Faced with a lack of redevelopment funds seized by the state, Oakland is dropping its plans for a new Athletics ballpark at Victory Court — leading the way for a move of the team to San Jose.
Regular readers of Ballpark Digest have followed the issues posed to professional sports by the decision from the state of California to divert redevelopment funds from cities and counties to the state to pay for essential services. We also wrote that MLB insiders told us without a doubt the A’s would not be allowed to move if Oakland still had a shot at developing a new ballpark. Those two developments collided last fall and this winter, giving San Jose fans a chance to cheer.
Without redevelopment funds, it would virtually impossible for cities and counties to fund new sports facilities, including new ballparks, unless an alternate form of financing (i.e., a local sales tax) is established. The decision by the state already killed one minor-league ballpark project in Escondido, and it apparently has killed Oakland’s plans to fund and finance a new ballpark at Victory Court in downtown Oakland.

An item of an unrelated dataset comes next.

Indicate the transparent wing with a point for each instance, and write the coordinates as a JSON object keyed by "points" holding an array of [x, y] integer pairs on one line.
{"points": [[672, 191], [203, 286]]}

“We are no longer advocating for Victory Court,” Gregory Hunter, head of the soon-to-be-dissolved Oakland Redevelopment Agency, said Monday during a meeting of the Alameda County supervisors covered by the San Jose Mercury News. Supervisors said they’d shift their efforts to a new A’s ballpark at the current O.co Coliseum site, but that’s iffy at best: the county may not even have the $3.7 million promised to JRDV, HKS and Forest City to study the feasibility of an overhaul of the sports complex, which includes Oracle Arena. And if the county is barely able to scrape up the $3.7 million for a feasibility study, it’s hard to see a situation where a new ballpark is in the works.
All of this puts San Jose one step closer to acquiring a new A’s ballpark. San Jose worked to put parcels intended for a ballpark outside the redevelopment process, so the withdrawal of redevelopment funds won’t affect Lew Wolff’s plan for a privately financed ballpark. The issue will be persuading the Giants to give up territorial control of San Jose, which will be a huge challenge for Commissioner Bud Selig — but at the end of the day Selig usually gets what he wants, even if he needs to twist a few arms and ask Lew to pay an appropriate territorial fee to the Giants.